**UPDATE: The Village of Downers Grove has provided documents confirming that it has stopped sharing information with ICE through the Vigilant Solutions LEARN database. We applaud their response and look forward to receiving similar documentation from additional municipalities.**
Today, the ACLU announced it has discovered U.S. Immigration and Customs Enforcement (ICE) is using mass location surveillance to target immigrants. Records obtained by the ACLU of Northern California in a Freedom of Information Act lawsuit detail ICE’s sweeping use of a vast automated license plate reader (ALPR) database run by a company called Vigilant Solutions. Over 80 local law enforcement agencies from over a dozen states – including four in Illinois - have agreed to share license plate location information with ICE.
In response, the ACLU of Illinois is calling for an end to this information sharing and has sent letters to law enforcement agencies that were identified as sharing ALPR information with ICE: Lombard, Burr Ridge, Downers Grove, and Mundelein.
“This information gathered by ALPR technology helps ICE target, locate, and deport immigrant community members as they drive to work, run errands, or bring their kids to school. Any sharing of this data directly with ICE violates privacy and civil rights of immigrants and their families and puts these communities at serious risk,” said Karen Sheley, Police Practices Director, ACLU of Illinois. “At a time when immigrant communities are under multiple attacks by the Trump Administration, the best way forward is for local police departments to stop sharing this information and, further, reject the use of ALPR technology altogether.”
The ACLU’s grave concerns about the civil liberties risks of license plate readers take on greater urgency as this surveillance information fuels ICE’s deportation machine. Many communities throughout Illinois have license plate readers: high-speed cameras mounted on police cars, road signs, or bridges that can photograph every passing license plate. Together with time, date, and location coordinates, the information is stored for years, generating a literal and intimate roadmap of people’s private lives. Vigilant sells ALPR systems to local police and hosts location information collected by law enforcement and private companies in a massive database called LEARN.

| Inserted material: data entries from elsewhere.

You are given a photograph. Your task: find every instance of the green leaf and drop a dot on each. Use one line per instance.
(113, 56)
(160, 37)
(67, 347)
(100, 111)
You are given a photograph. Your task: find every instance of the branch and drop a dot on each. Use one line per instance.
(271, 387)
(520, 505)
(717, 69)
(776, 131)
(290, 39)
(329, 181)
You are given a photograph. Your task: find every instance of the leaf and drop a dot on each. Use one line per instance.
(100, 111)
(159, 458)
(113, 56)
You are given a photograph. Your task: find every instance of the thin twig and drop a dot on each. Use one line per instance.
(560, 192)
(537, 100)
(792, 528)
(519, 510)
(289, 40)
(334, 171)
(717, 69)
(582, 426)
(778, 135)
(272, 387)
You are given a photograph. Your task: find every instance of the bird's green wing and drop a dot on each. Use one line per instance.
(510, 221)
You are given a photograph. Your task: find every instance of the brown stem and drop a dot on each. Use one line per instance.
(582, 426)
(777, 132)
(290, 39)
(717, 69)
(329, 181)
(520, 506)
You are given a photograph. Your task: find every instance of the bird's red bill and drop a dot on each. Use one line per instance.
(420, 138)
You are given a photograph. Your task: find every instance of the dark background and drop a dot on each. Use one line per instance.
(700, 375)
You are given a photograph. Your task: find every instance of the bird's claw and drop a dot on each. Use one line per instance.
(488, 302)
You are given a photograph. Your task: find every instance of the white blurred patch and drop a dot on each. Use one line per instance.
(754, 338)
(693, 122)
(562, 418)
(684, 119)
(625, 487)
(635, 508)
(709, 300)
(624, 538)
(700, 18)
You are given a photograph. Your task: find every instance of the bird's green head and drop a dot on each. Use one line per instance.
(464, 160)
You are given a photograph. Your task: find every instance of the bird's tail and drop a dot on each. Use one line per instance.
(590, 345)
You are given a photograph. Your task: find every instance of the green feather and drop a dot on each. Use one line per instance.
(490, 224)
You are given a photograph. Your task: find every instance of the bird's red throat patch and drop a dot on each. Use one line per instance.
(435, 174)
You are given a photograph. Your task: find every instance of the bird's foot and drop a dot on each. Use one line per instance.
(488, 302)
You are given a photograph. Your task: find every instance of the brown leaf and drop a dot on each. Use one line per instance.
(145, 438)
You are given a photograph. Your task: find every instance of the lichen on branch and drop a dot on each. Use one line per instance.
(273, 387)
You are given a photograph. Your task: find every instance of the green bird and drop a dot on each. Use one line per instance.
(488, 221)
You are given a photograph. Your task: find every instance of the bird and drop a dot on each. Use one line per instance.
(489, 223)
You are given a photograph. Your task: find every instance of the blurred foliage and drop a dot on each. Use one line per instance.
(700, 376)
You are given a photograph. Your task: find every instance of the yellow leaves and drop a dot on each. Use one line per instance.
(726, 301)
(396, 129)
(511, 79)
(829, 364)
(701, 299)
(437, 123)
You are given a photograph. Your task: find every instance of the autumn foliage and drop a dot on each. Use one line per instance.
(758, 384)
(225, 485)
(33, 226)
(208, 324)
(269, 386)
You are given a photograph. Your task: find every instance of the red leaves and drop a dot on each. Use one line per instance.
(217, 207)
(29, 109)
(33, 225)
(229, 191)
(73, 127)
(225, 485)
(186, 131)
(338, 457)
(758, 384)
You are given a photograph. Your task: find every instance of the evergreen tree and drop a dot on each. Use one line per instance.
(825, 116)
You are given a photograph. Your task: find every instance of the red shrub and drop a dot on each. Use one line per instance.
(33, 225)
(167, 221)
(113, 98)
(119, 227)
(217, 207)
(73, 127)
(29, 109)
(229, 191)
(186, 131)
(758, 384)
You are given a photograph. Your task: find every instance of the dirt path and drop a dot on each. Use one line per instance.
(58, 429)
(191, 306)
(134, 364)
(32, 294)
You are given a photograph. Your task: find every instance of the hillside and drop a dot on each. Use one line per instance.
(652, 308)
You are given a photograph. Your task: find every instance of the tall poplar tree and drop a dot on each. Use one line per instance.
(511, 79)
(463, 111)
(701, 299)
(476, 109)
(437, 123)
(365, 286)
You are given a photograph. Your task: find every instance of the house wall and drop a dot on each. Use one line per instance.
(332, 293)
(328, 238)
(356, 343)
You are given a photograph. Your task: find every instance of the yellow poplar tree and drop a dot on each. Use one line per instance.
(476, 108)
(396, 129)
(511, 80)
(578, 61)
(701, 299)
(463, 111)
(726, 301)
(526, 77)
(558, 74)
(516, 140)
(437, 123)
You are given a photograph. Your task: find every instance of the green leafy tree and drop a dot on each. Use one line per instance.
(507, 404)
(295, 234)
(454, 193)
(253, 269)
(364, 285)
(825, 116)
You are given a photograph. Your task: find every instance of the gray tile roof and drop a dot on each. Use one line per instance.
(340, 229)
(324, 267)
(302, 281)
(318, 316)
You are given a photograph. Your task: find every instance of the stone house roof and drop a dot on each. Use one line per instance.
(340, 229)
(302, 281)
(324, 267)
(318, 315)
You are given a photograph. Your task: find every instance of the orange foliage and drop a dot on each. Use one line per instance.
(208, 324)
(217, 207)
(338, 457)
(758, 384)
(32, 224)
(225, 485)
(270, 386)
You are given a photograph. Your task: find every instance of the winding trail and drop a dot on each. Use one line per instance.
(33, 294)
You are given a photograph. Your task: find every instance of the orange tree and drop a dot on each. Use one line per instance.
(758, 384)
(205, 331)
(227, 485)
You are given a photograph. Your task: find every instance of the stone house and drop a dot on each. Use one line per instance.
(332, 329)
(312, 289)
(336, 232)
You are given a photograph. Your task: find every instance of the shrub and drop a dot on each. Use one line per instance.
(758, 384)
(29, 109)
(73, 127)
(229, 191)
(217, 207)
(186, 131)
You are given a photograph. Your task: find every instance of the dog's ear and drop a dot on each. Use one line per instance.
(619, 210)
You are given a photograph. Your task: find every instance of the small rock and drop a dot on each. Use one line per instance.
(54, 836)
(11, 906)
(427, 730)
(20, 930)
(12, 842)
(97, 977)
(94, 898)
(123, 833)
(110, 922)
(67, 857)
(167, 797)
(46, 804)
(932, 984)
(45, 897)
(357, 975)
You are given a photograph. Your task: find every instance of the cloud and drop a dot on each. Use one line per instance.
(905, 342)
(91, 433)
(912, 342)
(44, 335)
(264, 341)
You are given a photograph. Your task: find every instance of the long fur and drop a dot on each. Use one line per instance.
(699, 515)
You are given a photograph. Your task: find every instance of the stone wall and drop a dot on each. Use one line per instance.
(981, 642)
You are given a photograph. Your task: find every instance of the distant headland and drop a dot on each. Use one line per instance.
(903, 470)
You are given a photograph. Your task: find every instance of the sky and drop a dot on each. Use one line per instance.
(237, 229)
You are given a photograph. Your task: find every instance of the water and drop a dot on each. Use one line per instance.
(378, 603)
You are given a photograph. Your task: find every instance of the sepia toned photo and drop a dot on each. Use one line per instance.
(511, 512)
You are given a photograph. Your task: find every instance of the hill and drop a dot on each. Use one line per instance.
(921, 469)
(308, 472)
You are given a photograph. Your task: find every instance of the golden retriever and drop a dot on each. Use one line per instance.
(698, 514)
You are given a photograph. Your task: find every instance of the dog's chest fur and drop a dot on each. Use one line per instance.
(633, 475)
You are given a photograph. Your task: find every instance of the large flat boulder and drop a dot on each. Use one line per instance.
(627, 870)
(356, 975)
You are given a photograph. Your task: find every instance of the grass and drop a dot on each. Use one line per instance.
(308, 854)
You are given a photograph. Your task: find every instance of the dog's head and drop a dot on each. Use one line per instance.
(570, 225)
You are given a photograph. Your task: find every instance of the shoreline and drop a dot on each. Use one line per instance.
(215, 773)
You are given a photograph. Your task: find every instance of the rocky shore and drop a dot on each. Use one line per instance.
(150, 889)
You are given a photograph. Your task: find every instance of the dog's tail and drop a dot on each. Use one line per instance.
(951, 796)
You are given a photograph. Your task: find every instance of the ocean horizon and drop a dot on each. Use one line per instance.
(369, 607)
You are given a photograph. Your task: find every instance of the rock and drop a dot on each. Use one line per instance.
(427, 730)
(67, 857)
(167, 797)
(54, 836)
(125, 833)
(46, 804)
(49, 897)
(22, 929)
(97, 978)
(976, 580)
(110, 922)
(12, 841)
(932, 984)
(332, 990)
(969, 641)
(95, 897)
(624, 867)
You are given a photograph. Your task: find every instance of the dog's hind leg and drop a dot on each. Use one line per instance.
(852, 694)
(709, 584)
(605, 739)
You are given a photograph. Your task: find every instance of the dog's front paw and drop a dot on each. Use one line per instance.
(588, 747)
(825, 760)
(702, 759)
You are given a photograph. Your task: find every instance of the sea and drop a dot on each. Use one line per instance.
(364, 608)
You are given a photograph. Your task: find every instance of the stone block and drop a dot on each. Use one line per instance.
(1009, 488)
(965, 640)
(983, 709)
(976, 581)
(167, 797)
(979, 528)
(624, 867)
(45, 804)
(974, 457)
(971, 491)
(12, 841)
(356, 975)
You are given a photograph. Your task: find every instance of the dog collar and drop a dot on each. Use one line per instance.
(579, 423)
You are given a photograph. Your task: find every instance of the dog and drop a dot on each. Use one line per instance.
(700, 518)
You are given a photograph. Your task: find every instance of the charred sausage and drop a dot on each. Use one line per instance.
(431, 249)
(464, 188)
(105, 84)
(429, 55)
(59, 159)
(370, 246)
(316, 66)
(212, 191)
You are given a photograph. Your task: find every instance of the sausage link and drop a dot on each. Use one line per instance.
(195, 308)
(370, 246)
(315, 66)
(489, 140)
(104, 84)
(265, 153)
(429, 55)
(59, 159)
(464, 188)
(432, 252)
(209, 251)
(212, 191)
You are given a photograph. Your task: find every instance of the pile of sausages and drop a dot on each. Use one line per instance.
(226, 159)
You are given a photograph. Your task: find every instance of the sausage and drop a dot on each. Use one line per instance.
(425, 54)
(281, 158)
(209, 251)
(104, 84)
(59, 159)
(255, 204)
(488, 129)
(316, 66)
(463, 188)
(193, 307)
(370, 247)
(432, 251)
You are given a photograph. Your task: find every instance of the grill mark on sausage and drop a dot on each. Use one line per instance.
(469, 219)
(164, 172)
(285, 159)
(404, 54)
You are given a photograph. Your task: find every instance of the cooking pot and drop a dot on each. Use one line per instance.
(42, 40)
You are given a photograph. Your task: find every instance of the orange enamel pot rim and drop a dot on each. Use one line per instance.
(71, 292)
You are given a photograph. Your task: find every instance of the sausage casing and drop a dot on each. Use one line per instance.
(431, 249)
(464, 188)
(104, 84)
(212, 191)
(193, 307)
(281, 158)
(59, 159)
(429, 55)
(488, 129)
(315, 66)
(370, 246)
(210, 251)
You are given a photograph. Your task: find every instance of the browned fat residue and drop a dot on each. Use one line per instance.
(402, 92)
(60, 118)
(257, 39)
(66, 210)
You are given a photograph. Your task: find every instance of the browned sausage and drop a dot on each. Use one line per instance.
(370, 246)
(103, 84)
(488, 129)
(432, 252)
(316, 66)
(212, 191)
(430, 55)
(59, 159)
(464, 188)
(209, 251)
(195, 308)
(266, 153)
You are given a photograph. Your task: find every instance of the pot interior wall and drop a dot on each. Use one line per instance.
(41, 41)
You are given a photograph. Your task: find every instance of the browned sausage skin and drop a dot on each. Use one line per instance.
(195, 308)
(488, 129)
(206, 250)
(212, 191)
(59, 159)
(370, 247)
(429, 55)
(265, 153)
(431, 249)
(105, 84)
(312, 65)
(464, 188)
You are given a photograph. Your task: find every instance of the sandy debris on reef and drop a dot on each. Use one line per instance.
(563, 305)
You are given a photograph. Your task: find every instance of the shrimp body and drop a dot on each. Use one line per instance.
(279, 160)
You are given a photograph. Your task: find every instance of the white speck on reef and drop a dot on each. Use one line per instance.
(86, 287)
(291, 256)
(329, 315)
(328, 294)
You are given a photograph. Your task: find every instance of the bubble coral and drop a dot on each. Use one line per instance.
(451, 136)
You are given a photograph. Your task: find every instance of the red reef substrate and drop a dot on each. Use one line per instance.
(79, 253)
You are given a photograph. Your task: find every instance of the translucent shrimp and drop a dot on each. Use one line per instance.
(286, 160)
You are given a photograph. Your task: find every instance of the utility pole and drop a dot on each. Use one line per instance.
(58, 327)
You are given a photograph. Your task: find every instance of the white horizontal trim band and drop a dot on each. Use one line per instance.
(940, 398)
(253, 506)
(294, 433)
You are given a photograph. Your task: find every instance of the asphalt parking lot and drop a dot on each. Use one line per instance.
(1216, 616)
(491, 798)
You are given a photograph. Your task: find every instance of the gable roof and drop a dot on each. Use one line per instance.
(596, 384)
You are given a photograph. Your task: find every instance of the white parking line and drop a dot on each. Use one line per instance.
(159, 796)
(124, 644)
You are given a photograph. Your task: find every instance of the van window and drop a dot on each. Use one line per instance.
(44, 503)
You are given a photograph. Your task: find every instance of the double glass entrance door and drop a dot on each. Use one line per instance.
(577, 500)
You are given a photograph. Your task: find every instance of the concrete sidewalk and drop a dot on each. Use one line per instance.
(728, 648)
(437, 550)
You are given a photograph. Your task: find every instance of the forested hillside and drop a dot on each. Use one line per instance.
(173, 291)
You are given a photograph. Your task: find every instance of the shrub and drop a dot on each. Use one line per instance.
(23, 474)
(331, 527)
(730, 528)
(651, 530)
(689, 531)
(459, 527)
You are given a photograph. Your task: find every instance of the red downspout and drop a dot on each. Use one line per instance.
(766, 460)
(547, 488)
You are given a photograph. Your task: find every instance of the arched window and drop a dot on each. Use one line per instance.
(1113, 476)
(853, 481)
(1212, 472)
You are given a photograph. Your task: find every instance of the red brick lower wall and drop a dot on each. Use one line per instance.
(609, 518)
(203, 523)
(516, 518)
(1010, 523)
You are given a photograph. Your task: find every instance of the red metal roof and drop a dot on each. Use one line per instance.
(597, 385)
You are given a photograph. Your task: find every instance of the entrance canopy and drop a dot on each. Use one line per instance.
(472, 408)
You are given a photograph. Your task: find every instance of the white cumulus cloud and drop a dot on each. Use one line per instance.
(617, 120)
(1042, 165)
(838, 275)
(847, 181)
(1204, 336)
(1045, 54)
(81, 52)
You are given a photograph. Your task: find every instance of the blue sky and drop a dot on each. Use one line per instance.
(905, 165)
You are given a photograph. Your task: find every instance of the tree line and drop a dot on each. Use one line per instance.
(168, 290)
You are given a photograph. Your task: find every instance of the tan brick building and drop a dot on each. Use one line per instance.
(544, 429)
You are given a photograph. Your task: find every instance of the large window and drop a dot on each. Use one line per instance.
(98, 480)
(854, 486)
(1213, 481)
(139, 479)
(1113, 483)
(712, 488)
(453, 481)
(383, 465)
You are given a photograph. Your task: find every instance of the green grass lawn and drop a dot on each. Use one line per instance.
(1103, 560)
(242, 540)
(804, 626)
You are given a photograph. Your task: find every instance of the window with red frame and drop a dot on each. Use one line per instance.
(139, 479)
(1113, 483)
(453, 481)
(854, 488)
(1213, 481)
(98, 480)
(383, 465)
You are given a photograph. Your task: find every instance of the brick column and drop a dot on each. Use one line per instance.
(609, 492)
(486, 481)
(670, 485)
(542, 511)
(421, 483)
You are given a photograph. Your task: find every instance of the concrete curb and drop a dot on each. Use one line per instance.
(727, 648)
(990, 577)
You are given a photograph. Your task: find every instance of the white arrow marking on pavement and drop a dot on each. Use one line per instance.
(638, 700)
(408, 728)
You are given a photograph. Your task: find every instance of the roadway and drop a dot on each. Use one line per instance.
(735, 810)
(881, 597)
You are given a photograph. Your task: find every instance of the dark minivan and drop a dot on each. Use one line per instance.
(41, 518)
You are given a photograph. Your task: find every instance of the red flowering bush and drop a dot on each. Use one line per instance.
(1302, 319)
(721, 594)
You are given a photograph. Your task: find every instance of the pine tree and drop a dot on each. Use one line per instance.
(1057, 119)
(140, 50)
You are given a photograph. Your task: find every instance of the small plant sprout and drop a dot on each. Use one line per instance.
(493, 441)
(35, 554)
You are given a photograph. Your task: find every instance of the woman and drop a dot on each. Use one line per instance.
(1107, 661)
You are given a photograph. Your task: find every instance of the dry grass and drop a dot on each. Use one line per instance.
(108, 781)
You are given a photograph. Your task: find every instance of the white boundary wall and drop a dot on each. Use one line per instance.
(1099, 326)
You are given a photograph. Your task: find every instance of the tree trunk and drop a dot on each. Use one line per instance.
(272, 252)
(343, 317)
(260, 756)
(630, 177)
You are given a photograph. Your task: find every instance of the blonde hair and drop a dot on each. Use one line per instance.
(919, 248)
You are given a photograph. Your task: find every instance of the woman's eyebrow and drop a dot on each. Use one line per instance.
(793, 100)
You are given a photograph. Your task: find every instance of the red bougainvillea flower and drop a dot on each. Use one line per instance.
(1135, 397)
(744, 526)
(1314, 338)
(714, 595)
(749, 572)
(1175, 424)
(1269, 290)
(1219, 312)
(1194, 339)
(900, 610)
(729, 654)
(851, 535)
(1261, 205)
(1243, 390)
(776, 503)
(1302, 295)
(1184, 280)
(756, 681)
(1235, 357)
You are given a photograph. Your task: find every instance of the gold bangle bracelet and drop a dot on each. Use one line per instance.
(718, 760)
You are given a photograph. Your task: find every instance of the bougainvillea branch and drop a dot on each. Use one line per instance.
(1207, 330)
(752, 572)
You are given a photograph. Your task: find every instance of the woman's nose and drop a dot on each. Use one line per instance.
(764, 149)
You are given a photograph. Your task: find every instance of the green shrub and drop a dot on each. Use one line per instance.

In conclusion, the letters demand that the Illinois police departments:
- Limit use of license plate reader cameras and technology, and to reconsider use of this technology altogether.
- Adopt a usage and privacy policy governing use of ALPR technology that includes additional protections to prevent residents’ data from being used for the purpose of enforcing immigration law.
- Support efforts to increase transparency, accountability, and oversight of decisions to acquire or use surveillance technologies.